A formal complaint has also been lodged by the US Chamber of Commerce with Brussels claiming that the impact of plain packaging on Ireland’s economy will be “significant”.
Trade Minister Charlie Flanagan was given the letter at a US breakfast meeting from the global businesses, chambers of commerce, and industry groups warning the plan was against international legal agreements.
The letters, seen by the Irish Examiner, also include a formal complaint by the US Chamber of Commerce in which it claims “the impact on the economy of Ireland could also be significant”.
This would occur if the measure failed to “safeguard intellectual property rights through the improper destruction of registered marks”, according to the letter to the European Commission.
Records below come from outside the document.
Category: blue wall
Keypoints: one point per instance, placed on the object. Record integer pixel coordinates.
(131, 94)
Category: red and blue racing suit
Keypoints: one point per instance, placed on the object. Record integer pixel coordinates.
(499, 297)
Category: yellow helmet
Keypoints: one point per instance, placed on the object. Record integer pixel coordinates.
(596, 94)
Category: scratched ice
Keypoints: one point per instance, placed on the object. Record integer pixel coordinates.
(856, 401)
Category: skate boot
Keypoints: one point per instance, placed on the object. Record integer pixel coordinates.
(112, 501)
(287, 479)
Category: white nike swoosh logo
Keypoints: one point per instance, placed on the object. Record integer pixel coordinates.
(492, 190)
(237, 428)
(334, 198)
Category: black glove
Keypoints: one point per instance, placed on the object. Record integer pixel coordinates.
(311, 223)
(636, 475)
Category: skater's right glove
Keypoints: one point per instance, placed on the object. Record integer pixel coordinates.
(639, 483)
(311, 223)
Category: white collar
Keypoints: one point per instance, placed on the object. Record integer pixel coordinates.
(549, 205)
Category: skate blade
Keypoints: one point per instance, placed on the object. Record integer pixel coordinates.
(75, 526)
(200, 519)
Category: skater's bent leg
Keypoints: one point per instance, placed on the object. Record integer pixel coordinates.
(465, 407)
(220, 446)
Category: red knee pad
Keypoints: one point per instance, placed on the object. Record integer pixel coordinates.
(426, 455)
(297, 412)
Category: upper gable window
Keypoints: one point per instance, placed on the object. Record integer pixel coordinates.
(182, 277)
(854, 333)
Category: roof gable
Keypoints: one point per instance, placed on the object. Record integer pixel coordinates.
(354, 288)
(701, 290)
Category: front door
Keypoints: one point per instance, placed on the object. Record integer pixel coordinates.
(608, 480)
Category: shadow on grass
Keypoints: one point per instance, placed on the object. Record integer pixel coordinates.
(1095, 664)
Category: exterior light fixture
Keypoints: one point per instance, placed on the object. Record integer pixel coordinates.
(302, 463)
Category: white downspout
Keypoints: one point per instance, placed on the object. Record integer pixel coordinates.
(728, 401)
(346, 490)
US businesses go as far as to claim that the Irish ban will have unintended consequences for smoking here. “These include the dangers of increased smoking rates due to competition through pricing in the legal market and an influx of illicit and counterfeit tobacco products as described above,” say the letters.
The comments come as Health Minister Leo Varadkar faces renewed pressure to scrap his predecessor’s plans to outlaw branding on cigarette packets and tobacco products.
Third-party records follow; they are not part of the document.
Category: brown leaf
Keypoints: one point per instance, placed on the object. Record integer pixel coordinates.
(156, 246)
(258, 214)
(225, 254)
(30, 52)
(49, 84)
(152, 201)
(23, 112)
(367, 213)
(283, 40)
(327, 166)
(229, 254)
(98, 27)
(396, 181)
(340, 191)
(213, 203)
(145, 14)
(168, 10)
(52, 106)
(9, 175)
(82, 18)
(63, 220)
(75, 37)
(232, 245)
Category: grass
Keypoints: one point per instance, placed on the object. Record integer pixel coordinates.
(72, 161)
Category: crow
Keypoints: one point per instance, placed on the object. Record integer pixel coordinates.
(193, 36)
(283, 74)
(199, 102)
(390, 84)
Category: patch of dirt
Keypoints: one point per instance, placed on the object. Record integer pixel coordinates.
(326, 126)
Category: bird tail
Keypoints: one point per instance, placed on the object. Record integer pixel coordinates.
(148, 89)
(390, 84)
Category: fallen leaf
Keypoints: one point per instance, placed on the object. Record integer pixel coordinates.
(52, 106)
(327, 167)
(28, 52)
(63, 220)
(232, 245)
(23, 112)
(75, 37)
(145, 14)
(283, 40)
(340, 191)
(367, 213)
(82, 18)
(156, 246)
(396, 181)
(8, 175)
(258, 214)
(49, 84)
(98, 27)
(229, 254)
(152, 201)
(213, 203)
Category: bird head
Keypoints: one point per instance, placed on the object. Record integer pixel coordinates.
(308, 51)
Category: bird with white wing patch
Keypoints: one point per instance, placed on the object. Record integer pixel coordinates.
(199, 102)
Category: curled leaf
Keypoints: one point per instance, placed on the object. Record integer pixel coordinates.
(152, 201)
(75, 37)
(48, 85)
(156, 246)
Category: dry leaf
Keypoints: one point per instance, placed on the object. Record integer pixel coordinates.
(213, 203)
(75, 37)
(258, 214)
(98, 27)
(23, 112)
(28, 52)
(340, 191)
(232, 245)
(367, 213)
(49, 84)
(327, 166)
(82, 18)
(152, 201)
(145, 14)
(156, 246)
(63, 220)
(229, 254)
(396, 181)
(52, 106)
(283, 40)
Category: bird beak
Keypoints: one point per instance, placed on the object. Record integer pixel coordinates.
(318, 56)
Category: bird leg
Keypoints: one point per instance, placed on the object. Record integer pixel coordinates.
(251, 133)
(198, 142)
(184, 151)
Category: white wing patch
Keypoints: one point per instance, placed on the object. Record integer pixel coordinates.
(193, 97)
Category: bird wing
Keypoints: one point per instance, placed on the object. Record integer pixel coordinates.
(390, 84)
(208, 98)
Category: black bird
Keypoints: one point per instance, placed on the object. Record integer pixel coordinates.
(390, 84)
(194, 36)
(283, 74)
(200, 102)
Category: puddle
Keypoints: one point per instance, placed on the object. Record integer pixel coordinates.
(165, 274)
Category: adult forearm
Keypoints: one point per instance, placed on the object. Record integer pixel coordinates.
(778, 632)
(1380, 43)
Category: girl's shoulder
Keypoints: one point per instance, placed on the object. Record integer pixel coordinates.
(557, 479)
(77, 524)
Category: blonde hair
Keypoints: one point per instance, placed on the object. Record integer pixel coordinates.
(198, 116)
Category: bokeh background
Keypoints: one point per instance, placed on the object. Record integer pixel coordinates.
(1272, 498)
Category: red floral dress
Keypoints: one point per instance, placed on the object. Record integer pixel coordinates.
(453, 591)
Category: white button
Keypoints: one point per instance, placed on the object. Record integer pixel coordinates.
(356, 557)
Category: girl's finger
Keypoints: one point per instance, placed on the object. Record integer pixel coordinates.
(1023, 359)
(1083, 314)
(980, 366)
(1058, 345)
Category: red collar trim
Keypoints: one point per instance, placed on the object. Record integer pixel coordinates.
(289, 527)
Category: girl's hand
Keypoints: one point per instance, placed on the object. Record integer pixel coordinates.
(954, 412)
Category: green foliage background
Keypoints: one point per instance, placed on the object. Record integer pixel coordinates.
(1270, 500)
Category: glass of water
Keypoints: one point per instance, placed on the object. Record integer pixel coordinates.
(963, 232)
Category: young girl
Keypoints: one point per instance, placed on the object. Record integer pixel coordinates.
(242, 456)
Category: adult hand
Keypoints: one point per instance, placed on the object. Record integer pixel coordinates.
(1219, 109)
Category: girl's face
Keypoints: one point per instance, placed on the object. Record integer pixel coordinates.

A series of letters obtained by the Irish Examiner show growing opposition to the ban not only from businesses and groups here and in Europe but as far afield as from Canada, the US, Indonesia, and even Mongolia.
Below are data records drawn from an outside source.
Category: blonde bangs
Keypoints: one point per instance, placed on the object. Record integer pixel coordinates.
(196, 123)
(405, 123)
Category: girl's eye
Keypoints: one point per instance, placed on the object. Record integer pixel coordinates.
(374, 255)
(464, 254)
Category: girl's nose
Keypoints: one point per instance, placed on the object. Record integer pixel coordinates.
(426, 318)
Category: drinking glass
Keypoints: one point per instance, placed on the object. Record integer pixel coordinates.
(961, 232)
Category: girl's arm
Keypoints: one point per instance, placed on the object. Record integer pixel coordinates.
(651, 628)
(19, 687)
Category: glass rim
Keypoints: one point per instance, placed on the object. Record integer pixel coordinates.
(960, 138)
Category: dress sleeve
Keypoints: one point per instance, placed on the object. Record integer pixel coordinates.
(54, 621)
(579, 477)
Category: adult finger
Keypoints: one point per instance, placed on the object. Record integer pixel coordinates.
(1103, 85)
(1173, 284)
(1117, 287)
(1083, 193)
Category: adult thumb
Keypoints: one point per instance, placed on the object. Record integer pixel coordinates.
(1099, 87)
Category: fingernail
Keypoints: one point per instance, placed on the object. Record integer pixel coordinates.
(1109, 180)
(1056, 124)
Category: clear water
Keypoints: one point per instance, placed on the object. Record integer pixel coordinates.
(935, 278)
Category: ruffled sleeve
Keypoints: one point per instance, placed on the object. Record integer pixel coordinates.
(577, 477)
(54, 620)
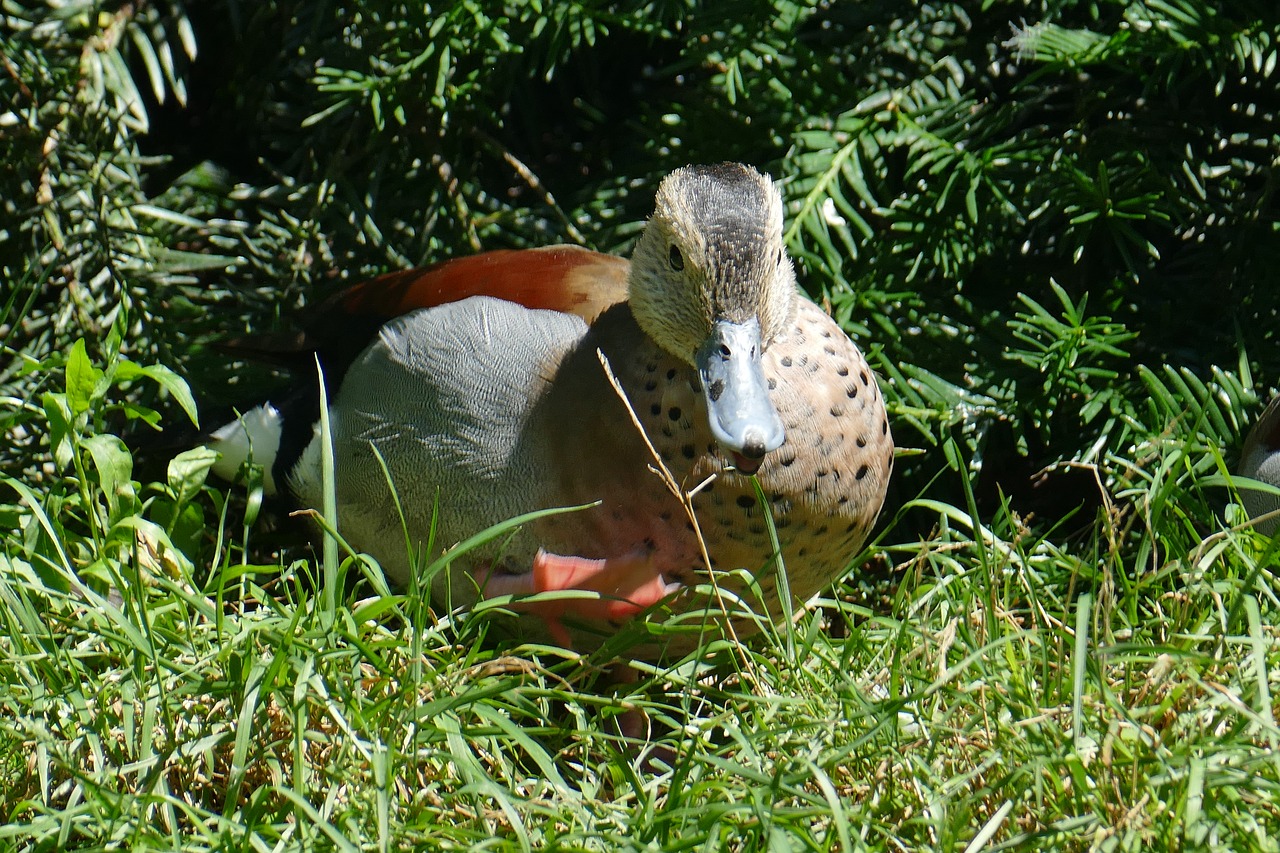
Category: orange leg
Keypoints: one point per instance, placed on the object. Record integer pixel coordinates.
(626, 585)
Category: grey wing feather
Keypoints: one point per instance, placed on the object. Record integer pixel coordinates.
(444, 395)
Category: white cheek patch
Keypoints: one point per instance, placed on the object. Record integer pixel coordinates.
(255, 437)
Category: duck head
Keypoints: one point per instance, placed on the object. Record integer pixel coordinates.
(712, 284)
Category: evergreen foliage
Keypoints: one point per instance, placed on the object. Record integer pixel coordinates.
(1051, 223)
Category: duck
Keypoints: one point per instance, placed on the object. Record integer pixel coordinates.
(1260, 460)
(723, 439)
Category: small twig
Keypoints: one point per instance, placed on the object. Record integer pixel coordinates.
(534, 182)
(670, 482)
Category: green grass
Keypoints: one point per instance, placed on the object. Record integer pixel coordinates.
(1056, 243)
(999, 690)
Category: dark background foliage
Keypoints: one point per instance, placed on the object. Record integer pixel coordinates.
(1014, 206)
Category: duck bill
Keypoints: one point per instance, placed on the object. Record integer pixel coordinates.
(741, 415)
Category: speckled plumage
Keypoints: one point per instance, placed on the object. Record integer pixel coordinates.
(485, 409)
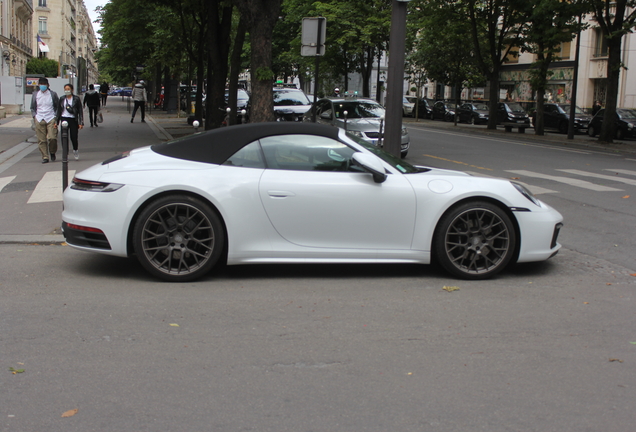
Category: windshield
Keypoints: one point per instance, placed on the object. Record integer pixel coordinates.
(515, 108)
(359, 109)
(566, 109)
(395, 162)
(287, 98)
(625, 113)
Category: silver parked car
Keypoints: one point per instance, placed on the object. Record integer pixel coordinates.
(360, 117)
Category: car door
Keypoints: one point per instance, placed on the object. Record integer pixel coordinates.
(313, 197)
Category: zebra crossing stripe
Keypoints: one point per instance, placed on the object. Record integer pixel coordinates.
(601, 176)
(49, 189)
(570, 181)
(5, 181)
(626, 172)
Dozens of letters have been sent in recent months to Taoiseach Enda Kenny, who has passed many on to Mr Varadkar.
While Mr Kenny and ministers face huge pressure to scrap the plans, there has also been support for the move.
Anti-smoking and health groups in Scotland, Norway, New Zealand, Switzerland, and Asia have written to support the ban.
The Dáil will continue to debate the packaging plans this term while the new laws await approval from the European Commission and World Trade Organisation.